Today, prosecuting criminal cases is a form of art. Detectives, crime lab personnel, and district attorneys get to work with scientific evidence like DNA sampling, fingerprint analysis, and ballistics testing.
Solving crimes is still difficult business. But, we have made great strides since the days when coerced confessions and eyewitness testimony consisted of the bulk of the “evidence” used in criminal prosecutions.
Recently, I finished the book, Legends and Lies, stories of the real West by David Fisher.
There were many interesting stories about American heroes like Kit Carson and David Crockett. However, the most interesting character in the book was the man considered to be America’s first modern detective, James B. Hume.
Born in New York in 1827, Hume was destined to be one of the premier lawmen of the Wild West. He left home in 1850 as he was swept up in the California gold rush. He would become financially successful by panning for gold in the rich lands in the West.
But, he was a law man at heart.
In 1860, he began his career as a peace officer serving as deputy tax collector for El Dorado County, California. He became one of the most prominent detectives of the times by using early scientific methods, particularly ballistics, to solve crimes.
Hume would gain national fame for his hunting down and eventual arrest of the gentleman robber, Black Bart.
Black Bart was a cunning and intelligent stage coach robber. He was also a gentleman. He never threatened any passengers, never shot a single person during his robberies, and often thanked the stage coach driver after he carried away his bounty.
He was also hard to catch. Black Bart lived a double life. In San Francisco, he was a well-respected “mining engineer.” However, he was known to disappear for days without any reason.
When he disappeared, he was robbing stage coaches owned by the Wells Fargo, a company that he despised.
While Black Bart was robbing stage coaches, Hume was like a blood hound on his trail. Hume personally visited the sites of all the robberies and patiently put together a valuable list of information.

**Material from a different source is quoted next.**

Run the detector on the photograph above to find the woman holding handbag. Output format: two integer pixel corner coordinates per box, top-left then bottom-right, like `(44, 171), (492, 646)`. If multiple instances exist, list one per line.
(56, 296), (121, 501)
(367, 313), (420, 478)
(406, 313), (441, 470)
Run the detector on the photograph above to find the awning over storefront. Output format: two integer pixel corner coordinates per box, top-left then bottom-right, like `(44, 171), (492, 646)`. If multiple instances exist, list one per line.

In particular, he made special note of the reports by several witnesses that the robber’s boots were neatly slit at the toes as if to relieve foot ailments. This made sense based on the territory Bart covered running and walking from his robberies. Black Bart was afraid of horses so he always travelled on foot.

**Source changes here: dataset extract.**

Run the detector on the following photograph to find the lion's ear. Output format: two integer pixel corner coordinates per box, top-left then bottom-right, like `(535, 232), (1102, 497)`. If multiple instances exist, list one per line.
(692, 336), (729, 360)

Hume’s major break occurred on November 3, 1883, when Bart robbed a Wells Fargo coach headed to Calaveras County. One of the drivers fired a shot at Bart, and forced him to flee. In a spot near the shooting, Hume found a small hunting camp that had been recently abandoned. He also found a blood-stained handkerchief bearing the laundry mark “F.X.0.7”.
Eventually, Hume tracked the origin of the handkerchief to a laundromat in San Francisco. The owner identified the F.X.0.7 handkerchief mark as that belonging to C.E. Bolton, a man who lived in the area. C.E. Bolton “Black Bart” was quickly arrested.
Hume was one of the first true detectives at a time when other lawmen were only using posses and serving arrest warrants at the point of a pistol to complete their work. Very few law enforcement officers in the 1880s methodically and scientifically searched for clues in crimes like we see today.
It is also interesting to note that Hume was portrayed by then actor Ronald Reagan in “Temporary Warden,” the first episode of the fourteenth season of Death Valley Days, which dramatizes an incident from the career of Hume.
Although not a household name, James Hume was an American hero. Detectives today can trace their training and modern tools for solving crimes back to the 1880s when James Hume was riding horseback in search of bandits and outlaws in the Wild West.